The last idea I have: Does it make a difference when you disable the LXD service, i.e. do not start container and container engine at boot, but do so manually after boot, when the LAN interface is assured to be fully configured? Probably the engine stores the network state when it starts and restores it when it stops, and the Ethernet interface is not fully up when the engine starts already.

[MidnightRocket]

Nope this does not make any difference either 😕🧐

[MidnightRocket]

Okay after a lxd container is stopped, and the network interface is brought back up using sudo ifup eth0. If reconfiguring the network interface using sudo dietpi-config -> Network Options: Adapters -> Ethernet -> Apply, the same problem returns. Meaning that stopping a container after this, will yet again bring down the eth0 interface.

[MidnightRocket]

Actually after bringing the eth0 interface up again, and then running sudo systemctl daemon-reload, also results in subsequent container stops, bringing down the eth0 interface.

[MichaIng]

Interesting. systemctl daemon-reload rereads the ifup@eth0.service. But it is not re-executed or so, so the interface state should not be touched. LXD definitely does some strange magic on shutdown, doing/trying to do more than it should, which leads to such unexpected surprises. When it was tested on plain Debian, then bugs might slip through, but I still cannot see any relevant difference between Debian and DietPi in this regards.

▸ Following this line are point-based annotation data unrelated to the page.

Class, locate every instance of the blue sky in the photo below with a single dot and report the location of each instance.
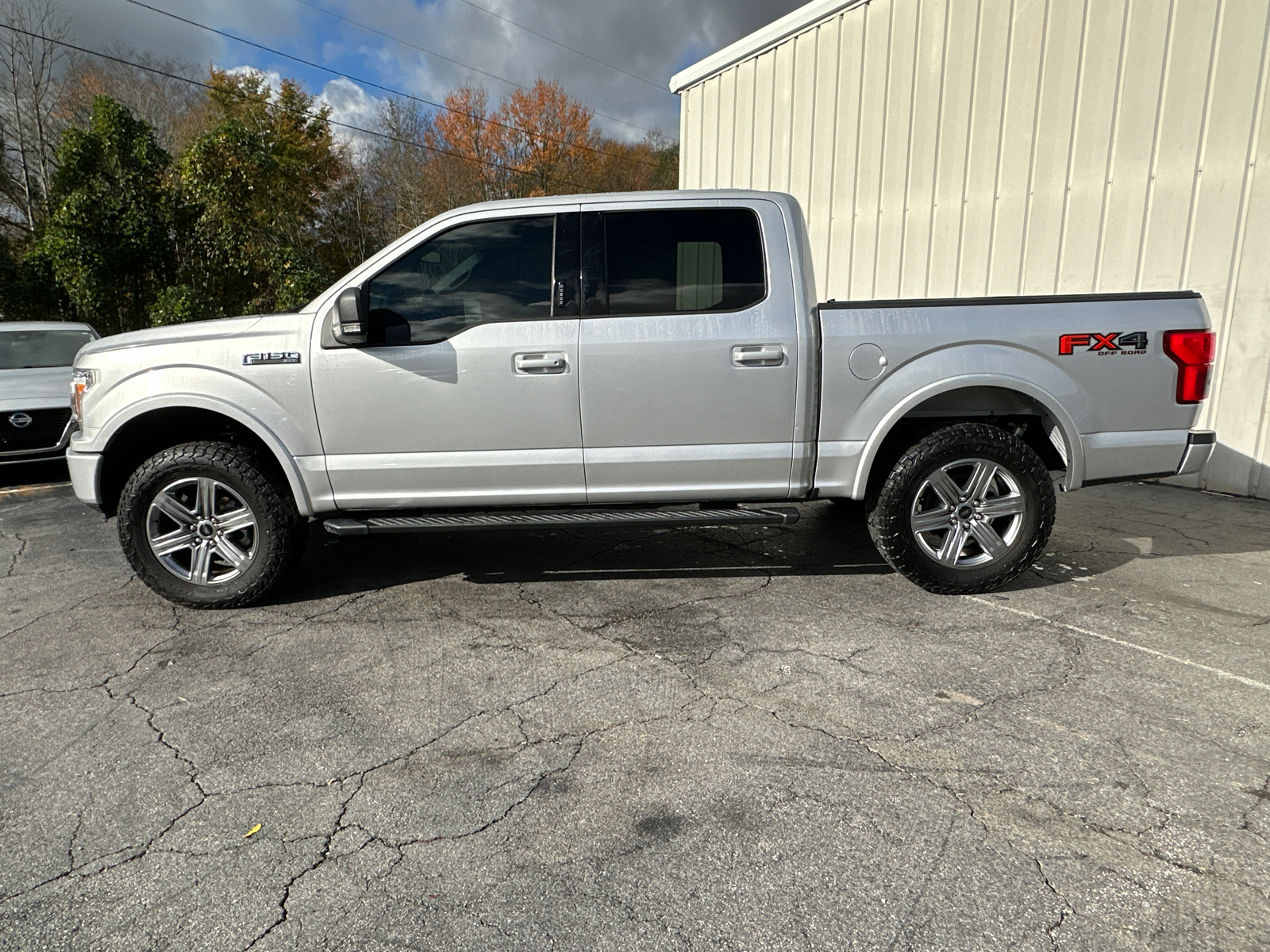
(649, 38)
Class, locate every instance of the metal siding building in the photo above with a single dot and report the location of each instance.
(967, 148)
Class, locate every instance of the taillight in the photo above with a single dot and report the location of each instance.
(1193, 353)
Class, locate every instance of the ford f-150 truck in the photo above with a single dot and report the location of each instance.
(626, 359)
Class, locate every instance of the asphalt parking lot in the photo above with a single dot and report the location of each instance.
(714, 739)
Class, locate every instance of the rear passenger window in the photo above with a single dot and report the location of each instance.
(491, 271)
(676, 262)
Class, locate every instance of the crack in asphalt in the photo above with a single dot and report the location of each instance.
(17, 556)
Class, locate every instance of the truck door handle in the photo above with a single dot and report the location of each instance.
(759, 355)
(552, 362)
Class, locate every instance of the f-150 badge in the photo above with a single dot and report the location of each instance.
(272, 357)
(1114, 343)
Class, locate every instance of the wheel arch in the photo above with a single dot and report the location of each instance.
(131, 438)
(968, 397)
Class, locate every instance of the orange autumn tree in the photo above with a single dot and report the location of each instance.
(548, 139)
(537, 143)
(467, 150)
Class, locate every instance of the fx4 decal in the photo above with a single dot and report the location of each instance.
(1113, 343)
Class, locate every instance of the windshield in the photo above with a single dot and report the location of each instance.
(41, 348)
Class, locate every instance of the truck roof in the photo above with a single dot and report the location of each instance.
(46, 325)
(683, 194)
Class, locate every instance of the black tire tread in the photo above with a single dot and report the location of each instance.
(888, 522)
(279, 517)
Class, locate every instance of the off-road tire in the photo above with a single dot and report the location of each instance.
(891, 505)
(281, 531)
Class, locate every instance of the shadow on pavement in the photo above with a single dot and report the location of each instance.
(829, 539)
(1099, 530)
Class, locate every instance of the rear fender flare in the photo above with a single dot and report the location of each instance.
(1057, 412)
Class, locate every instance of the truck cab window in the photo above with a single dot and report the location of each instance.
(479, 273)
(675, 262)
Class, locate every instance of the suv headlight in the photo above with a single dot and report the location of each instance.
(82, 382)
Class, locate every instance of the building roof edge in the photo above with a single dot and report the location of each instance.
(760, 40)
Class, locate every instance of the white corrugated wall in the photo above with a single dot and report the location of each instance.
(962, 148)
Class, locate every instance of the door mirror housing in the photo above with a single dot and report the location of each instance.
(348, 317)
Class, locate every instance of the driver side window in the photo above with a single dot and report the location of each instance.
(479, 273)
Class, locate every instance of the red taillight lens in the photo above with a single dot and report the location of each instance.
(1193, 353)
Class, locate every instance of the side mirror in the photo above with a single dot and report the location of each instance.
(348, 321)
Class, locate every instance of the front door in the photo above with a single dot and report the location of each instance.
(467, 393)
(689, 359)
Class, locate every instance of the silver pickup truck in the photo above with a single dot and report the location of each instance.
(626, 359)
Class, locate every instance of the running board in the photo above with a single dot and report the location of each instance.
(660, 518)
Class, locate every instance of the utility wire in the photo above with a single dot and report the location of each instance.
(658, 86)
(294, 111)
(387, 89)
(448, 59)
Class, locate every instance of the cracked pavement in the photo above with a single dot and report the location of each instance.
(708, 739)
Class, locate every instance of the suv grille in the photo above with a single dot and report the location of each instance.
(44, 432)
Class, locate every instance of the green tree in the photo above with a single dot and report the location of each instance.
(108, 234)
(252, 190)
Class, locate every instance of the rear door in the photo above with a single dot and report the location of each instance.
(468, 390)
(687, 353)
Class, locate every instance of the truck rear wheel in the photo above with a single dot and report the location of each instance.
(964, 511)
(205, 526)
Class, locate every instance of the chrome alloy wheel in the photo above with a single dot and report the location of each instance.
(968, 513)
(201, 531)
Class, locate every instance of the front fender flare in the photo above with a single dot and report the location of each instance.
(201, 401)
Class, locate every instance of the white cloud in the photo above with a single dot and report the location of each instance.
(272, 78)
(353, 106)
(651, 38)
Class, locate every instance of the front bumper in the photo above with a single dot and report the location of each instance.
(44, 454)
(1199, 448)
(86, 471)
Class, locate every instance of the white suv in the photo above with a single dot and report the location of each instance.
(36, 361)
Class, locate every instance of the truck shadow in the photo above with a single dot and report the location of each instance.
(827, 541)
(1099, 530)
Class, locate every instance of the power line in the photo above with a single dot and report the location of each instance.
(294, 111)
(658, 86)
(387, 89)
(448, 59)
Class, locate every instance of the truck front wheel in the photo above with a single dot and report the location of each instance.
(964, 511)
(205, 526)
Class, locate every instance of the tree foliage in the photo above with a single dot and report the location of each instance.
(108, 232)
(252, 190)
(150, 201)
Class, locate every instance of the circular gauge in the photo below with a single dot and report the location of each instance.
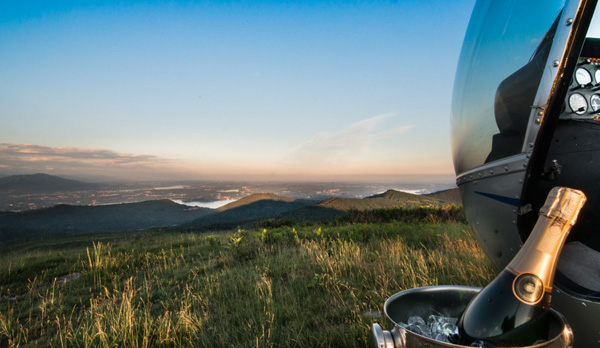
(578, 103)
(595, 102)
(583, 77)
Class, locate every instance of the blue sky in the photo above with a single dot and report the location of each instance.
(256, 89)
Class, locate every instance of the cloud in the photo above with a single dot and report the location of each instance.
(30, 158)
(350, 143)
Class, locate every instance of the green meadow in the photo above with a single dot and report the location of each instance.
(312, 285)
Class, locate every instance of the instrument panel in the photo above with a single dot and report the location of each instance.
(583, 98)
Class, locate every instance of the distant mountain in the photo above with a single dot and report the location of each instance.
(263, 206)
(247, 210)
(42, 183)
(388, 199)
(68, 219)
(451, 196)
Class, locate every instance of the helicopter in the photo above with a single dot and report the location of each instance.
(526, 118)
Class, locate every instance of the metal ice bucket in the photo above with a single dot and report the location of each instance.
(449, 301)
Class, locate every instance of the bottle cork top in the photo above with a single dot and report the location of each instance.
(563, 204)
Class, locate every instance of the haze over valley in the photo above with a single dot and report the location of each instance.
(41, 205)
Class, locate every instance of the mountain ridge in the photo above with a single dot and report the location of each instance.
(42, 183)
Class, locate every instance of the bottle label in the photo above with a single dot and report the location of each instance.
(549, 241)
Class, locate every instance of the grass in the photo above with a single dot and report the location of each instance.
(302, 286)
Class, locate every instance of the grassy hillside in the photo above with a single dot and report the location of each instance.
(303, 286)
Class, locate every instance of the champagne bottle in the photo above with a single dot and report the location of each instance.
(510, 311)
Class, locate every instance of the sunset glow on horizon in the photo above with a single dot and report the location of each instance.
(174, 90)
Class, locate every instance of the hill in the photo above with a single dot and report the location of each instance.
(388, 199)
(301, 286)
(248, 210)
(68, 219)
(451, 196)
(42, 183)
(262, 206)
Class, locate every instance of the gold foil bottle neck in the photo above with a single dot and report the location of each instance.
(539, 255)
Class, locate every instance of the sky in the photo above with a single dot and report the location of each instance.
(229, 89)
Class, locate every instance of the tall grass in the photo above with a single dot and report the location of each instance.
(304, 286)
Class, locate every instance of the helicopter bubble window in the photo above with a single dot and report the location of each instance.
(506, 45)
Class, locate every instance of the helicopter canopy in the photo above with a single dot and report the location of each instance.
(501, 63)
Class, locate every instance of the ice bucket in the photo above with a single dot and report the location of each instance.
(448, 301)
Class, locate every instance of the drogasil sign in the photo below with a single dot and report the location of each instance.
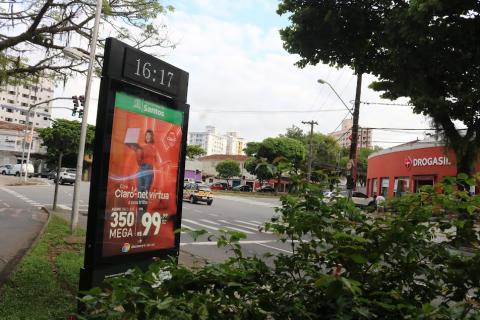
(424, 162)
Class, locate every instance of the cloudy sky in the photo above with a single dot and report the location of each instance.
(241, 79)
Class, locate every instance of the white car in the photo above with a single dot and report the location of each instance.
(17, 169)
(360, 199)
(67, 175)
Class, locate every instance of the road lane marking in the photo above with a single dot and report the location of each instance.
(249, 223)
(212, 222)
(236, 229)
(274, 248)
(214, 243)
(249, 201)
(200, 224)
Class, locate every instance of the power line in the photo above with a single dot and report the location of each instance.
(259, 110)
(409, 129)
(385, 103)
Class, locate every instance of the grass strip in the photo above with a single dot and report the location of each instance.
(45, 283)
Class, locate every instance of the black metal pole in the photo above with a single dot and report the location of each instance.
(353, 146)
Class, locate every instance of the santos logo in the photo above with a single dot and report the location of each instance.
(423, 162)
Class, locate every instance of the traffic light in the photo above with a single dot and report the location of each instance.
(75, 105)
(82, 103)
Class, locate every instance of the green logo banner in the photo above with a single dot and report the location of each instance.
(147, 108)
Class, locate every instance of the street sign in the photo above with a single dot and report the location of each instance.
(138, 164)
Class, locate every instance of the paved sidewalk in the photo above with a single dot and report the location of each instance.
(12, 180)
(18, 230)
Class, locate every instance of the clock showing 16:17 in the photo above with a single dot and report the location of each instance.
(150, 71)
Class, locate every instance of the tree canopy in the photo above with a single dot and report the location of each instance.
(33, 33)
(425, 50)
(63, 137)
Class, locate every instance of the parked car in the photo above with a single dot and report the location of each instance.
(52, 175)
(196, 192)
(244, 188)
(266, 188)
(219, 186)
(18, 169)
(359, 199)
(67, 175)
(5, 169)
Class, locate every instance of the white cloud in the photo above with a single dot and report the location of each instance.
(241, 66)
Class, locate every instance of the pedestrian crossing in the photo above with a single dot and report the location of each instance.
(248, 227)
(22, 197)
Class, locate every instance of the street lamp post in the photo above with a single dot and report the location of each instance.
(83, 132)
(23, 173)
(353, 144)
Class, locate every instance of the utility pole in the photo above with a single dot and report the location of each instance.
(353, 146)
(310, 151)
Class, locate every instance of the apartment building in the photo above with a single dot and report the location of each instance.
(16, 99)
(215, 143)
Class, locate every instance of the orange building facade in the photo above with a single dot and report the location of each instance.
(408, 167)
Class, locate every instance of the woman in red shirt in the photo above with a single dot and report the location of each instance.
(147, 157)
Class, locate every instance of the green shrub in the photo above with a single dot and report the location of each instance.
(346, 264)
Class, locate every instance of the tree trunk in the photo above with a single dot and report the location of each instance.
(59, 165)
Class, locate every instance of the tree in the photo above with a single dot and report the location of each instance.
(195, 151)
(43, 28)
(255, 166)
(285, 154)
(251, 149)
(424, 50)
(439, 69)
(62, 139)
(228, 169)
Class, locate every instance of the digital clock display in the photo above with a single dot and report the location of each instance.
(151, 72)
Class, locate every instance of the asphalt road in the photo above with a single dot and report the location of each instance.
(235, 213)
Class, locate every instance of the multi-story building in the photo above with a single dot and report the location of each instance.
(16, 99)
(235, 144)
(11, 144)
(344, 135)
(215, 143)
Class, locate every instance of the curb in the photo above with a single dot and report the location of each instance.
(12, 264)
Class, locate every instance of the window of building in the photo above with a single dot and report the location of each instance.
(384, 187)
(400, 186)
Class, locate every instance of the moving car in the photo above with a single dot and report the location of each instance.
(243, 188)
(5, 169)
(67, 175)
(196, 192)
(17, 169)
(219, 186)
(266, 188)
(359, 199)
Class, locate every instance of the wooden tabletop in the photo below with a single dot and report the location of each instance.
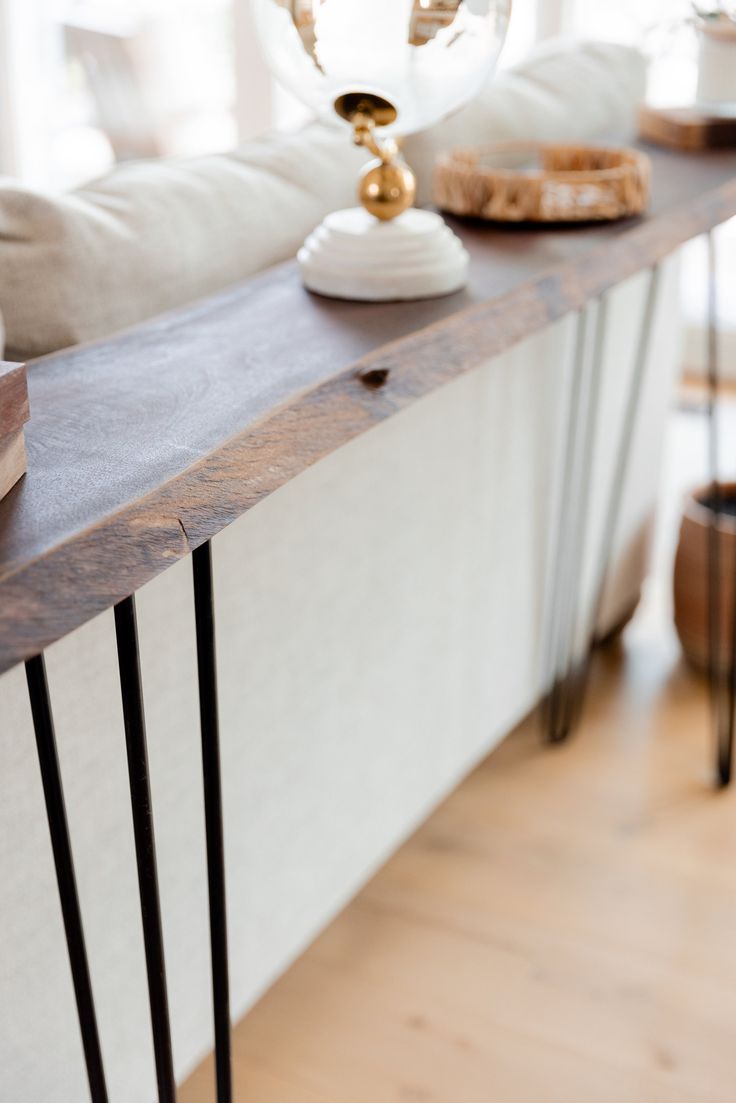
(144, 446)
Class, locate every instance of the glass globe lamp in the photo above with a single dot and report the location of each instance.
(387, 68)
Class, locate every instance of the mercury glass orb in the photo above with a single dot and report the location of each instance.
(416, 60)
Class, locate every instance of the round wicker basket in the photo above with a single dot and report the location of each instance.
(516, 182)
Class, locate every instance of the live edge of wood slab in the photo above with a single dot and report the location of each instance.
(144, 446)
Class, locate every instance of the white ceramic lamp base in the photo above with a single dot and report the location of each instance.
(354, 256)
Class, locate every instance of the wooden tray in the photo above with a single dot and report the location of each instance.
(686, 128)
(546, 183)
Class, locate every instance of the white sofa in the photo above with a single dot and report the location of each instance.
(379, 632)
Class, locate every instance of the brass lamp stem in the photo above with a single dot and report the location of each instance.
(387, 186)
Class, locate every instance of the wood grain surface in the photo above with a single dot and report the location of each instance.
(13, 398)
(144, 446)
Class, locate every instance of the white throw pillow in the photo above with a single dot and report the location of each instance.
(156, 235)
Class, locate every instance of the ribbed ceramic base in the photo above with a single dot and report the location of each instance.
(354, 256)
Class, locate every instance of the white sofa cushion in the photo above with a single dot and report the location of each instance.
(155, 235)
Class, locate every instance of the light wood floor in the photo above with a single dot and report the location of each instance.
(563, 930)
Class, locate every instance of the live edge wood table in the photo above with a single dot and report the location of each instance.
(145, 446)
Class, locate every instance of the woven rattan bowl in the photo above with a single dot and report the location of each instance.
(516, 182)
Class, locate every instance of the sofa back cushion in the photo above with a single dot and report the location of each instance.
(156, 235)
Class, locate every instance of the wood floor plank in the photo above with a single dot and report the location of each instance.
(560, 930)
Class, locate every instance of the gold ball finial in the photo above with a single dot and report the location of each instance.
(387, 189)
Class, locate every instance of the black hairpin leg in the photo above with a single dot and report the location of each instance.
(618, 484)
(553, 675)
(563, 655)
(53, 792)
(722, 671)
(142, 824)
(213, 814)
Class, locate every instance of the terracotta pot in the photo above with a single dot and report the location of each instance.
(691, 576)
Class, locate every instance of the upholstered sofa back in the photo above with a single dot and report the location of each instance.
(152, 236)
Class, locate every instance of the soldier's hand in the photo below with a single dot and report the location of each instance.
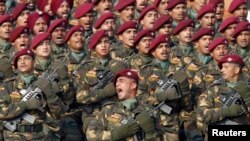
(145, 121)
(124, 131)
(31, 104)
(169, 94)
(232, 111)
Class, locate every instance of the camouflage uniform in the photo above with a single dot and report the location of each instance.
(112, 116)
(88, 78)
(25, 131)
(210, 105)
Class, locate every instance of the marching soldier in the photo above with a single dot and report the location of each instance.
(123, 120)
(211, 103)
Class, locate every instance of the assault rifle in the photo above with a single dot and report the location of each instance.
(30, 93)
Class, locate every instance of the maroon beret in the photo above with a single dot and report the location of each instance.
(18, 10)
(201, 32)
(127, 25)
(56, 23)
(24, 51)
(101, 20)
(215, 2)
(124, 3)
(126, 73)
(143, 33)
(164, 19)
(73, 30)
(173, 3)
(55, 4)
(183, 24)
(242, 26)
(208, 8)
(225, 23)
(35, 16)
(235, 4)
(97, 37)
(5, 18)
(145, 11)
(38, 39)
(159, 39)
(216, 42)
(41, 4)
(83, 9)
(231, 58)
(15, 33)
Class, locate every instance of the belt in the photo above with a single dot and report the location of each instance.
(30, 128)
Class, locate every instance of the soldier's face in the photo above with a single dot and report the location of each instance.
(241, 12)
(127, 37)
(220, 11)
(2, 8)
(76, 41)
(162, 7)
(63, 11)
(86, 21)
(203, 43)
(40, 26)
(243, 39)
(104, 5)
(25, 64)
(128, 13)
(21, 42)
(109, 26)
(22, 18)
(5, 29)
(179, 12)
(165, 29)
(228, 33)
(162, 51)
(219, 52)
(229, 71)
(124, 87)
(149, 19)
(43, 49)
(208, 20)
(186, 35)
(102, 48)
(144, 44)
(58, 34)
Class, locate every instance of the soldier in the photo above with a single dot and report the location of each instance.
(161, 6)
(5, 29)
(242, 36)
(61, 8)
(213, 104)
(206, 16)
(117, 120)
(142, 42)
(107, 22)
(20, 14)
(239, 9)
(19, 38)
(14, 107)
(178, 11)
(57, 29)
(126, 34)
(147, 17)
(219, 12)
(125, 10)
(90, 72)
(227, 29)
(158, 69)
(38, 22)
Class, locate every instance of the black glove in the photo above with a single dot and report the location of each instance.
(31, 104)
(124, 131)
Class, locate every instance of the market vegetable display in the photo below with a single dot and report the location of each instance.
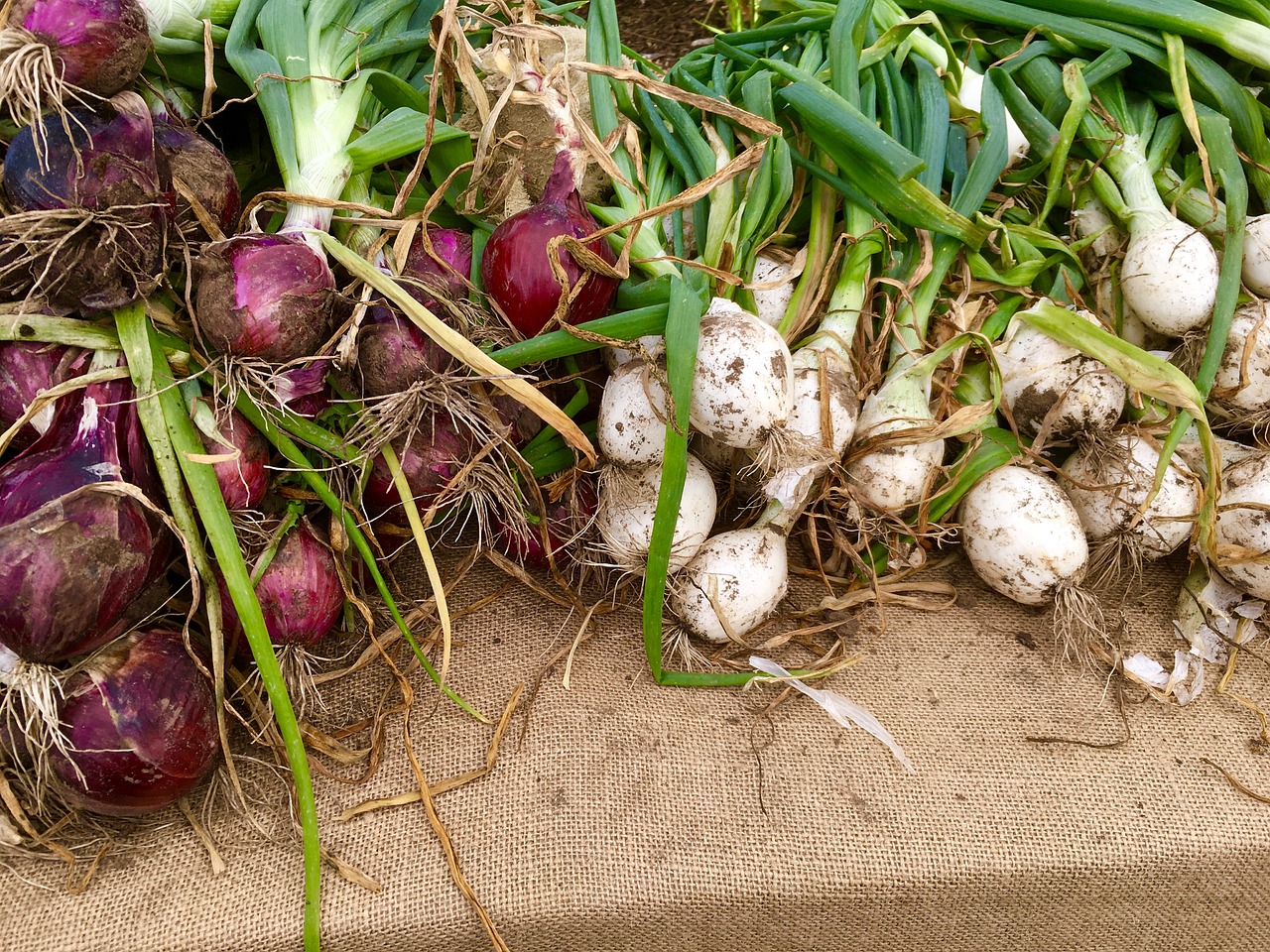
(851, 291)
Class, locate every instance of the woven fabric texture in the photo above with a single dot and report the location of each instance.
(634, 816)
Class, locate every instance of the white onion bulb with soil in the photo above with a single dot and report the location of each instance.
(627, 506)
(630, 426)
(1242, 384)
(1047, 382)
(743, 386)
(1024, 538)
(1243, 525)
(1109, 481)
(733, 584)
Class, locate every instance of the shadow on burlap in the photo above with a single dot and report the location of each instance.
(643, 817)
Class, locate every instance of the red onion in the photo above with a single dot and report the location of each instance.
(71, 569)
(264, 296)
(26, 370)
(140, 725)
(203, 171)
(425, 275)
(431, 458)
(517, 272)
(300, 593)
(98, 45)
(100, 240)
(245, 479)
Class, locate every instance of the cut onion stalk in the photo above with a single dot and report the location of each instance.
(1241, 390)
(1024, 538)
(1111, 483)
(1053, 388)
(627, 504)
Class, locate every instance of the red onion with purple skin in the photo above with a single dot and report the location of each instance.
(300, 593)
(391, 352)
(140, 725)
(432, 457)
(105, 217)
(264, 296)
(70, 570)
(26, 370)
(98, 45)
(71, 561)
(517, 272)
(206, 175)
(244, 480)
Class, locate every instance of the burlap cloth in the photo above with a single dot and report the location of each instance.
(643, 817)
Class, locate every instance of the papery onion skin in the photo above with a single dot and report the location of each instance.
(141, 729)
(26, 370)
(100, 45)
(516, 270)
(300, 593)
(263, 296)
(70, 570)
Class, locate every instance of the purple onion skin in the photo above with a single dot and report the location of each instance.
(104, 264)
(300, 593)
(143, 726)
(517, 272)
(566, 518)
(181, 153)
(95, 438)
(393, 353)
(244, 481)
(70, 570)
(27, 368)
(453, 248)
(264, 296)
(116, 148)
(430, 460)
(100, 45)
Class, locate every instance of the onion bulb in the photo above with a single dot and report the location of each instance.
(734, 583)
(743, 386)
(627, 506)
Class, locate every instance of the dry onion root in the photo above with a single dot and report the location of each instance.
(1110, 483)
(1024, 538)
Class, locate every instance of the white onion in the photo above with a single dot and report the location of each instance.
(1243, 525)
(743, 381)
(733, 584)
(1109, 481)
(1169, 276)
(896, 476)
(1042, 377)
(627, 506)
(1242, 380)
(1023, 535)
(630, 426)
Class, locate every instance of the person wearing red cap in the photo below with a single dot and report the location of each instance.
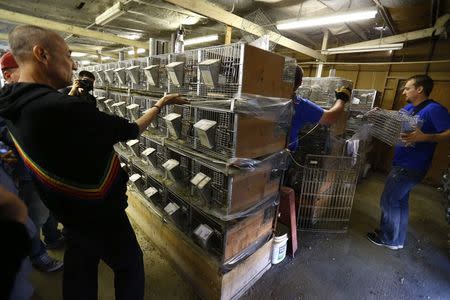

I think this is something to ask at the Debian bug tracker, or probably directly here: https://github.com/lxc/incus/issues Someone with insights into the LXD shutdown logic should have an idea on which condition the main interface might be brought and left down as well.

[MidnightRocket]

I have found this https://github.com/canonical/lxd/issues/12482, which could be related.

Thanks for your help and kindness in investigating this issue😃.

For anyone seeing this, a workaround is to modify the /etc/network/interfaces, and changing the primary network interface (E.g. eth0 or wlan0) from being allow-hotplug eth0 to auto eth0.

[!Note] Reconfiguring network settings via dietpi-config overwrites this.

Closing this issue for now, as it seems to be an issue with lxd, and not dietpi it self.